# Microsoft Lifecam VX-3000



## Luvinlij (Feb 17, 2008)

I'm not sure what's wrong exactly but I'll try...

I ve had this webcam up and running before, but after deleting my previous webcam, this new one hasnt been working. Ive reinstalled, using both the cd and the software on the internet, Ive tried uninstalling the USB controllers, Ive tried running hardware updates, everything.

What could possibly be wrong??

I have a little yellow X in the device manager beside my cam icon under Imaging driver, I also get a code 39 saying the driver is missing or corrupted.
Help??


----------



## brow96 (Oct 24, 2004)

Luvinlij said:


> I'm not sure what's wrong exactly but I'll try...
> 
> I ve had this webcam up and running before, but after deleting my previous webcam, this new one hasnt been working. Ive reinstalled, using both the cd and the software on the internet, Ive tried uninstalling the USB controllers, Ive tried running hardware updates, everything.
> 
> ...


I don't know what file you downloaded? So here's a direct link to the file at Microsoft:

http://download.microsoft.com/download/1/9/5/195512A9-1C1E-4429-BFF0-613D8D92E122/LC14.exe

The above is for reference purposes only.

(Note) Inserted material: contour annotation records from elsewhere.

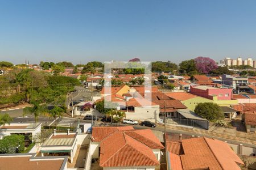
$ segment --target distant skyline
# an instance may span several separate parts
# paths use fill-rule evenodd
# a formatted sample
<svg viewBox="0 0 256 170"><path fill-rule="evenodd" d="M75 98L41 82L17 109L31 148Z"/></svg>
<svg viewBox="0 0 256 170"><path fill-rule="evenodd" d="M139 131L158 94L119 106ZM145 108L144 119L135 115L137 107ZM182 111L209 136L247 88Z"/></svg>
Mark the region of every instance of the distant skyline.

Also, the Device Manager gives you an error code of 39. Here is what Microsoft says about this error:

**** Begin Quote ****

Code 39

Windows cannot load the device driver for this hardware. The driver may be corrupted or missing. (Code 39)

Recommended resolution

Reasons for this error include a driver that is not present; a binary file that is corrupted; a file I/O problem, or a driver that references an entry point in another binary file that could not be loaded.

Uninstall the driver, and then click Scan for hardware changes to reinstall or upgrade the driver.

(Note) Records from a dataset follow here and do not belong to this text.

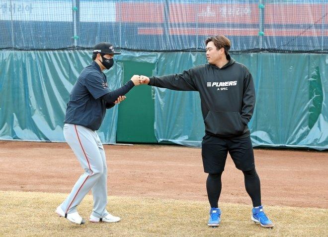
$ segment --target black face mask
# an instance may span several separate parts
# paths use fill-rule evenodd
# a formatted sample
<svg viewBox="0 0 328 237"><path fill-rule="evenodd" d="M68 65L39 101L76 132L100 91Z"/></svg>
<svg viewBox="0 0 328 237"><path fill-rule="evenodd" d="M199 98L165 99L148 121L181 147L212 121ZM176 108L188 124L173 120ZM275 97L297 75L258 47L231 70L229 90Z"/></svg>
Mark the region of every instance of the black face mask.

On the General Properties tab of the device, click Troubleshoot to start the Troubleshooting Wizard.

**** END QUOTE ****

Since you've said you have already uninstalled the driver and reinstalled it? Then there is probably nothing wrong with the installation of the item. Error code 39 say, indirectly, that it recognizes the hardware and attempts to load the driver! BUT it encounters errors in the process.

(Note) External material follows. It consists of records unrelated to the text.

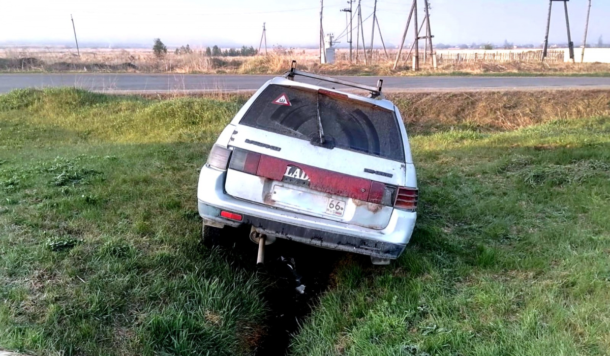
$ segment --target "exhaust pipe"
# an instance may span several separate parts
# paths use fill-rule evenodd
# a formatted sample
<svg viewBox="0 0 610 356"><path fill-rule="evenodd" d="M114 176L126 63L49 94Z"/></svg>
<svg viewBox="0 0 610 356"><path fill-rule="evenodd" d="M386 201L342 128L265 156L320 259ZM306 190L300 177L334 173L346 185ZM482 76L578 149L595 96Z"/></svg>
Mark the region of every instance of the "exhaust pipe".
<svg viewBox="0 0 610 356"><path fill-rule="evenodd" d="M262 266L265 264L265 240L267 236L259 235L259 255L256 258L256 266Z"/></svg>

OK, we are going to try some empirical tests. Follow these steps and we will know a lot more about the problem.

# 1 - Disconnect web camera
# 2 - reboot system
# 3 - check device manager is error code 39 still being reported

IF it's still being reported we have reduced the odds to 50/50 chance of it being either a hardware or software problem.

NEXT, if you have access to another computer? Then install the software and test the web camera on that machine. If there are no problems, with the installation or the camera itself? Then we've further reduced the odds to a 100% chance that there is a software or BIOS problem.

Let us know what the results are.

HTH

Bill


----------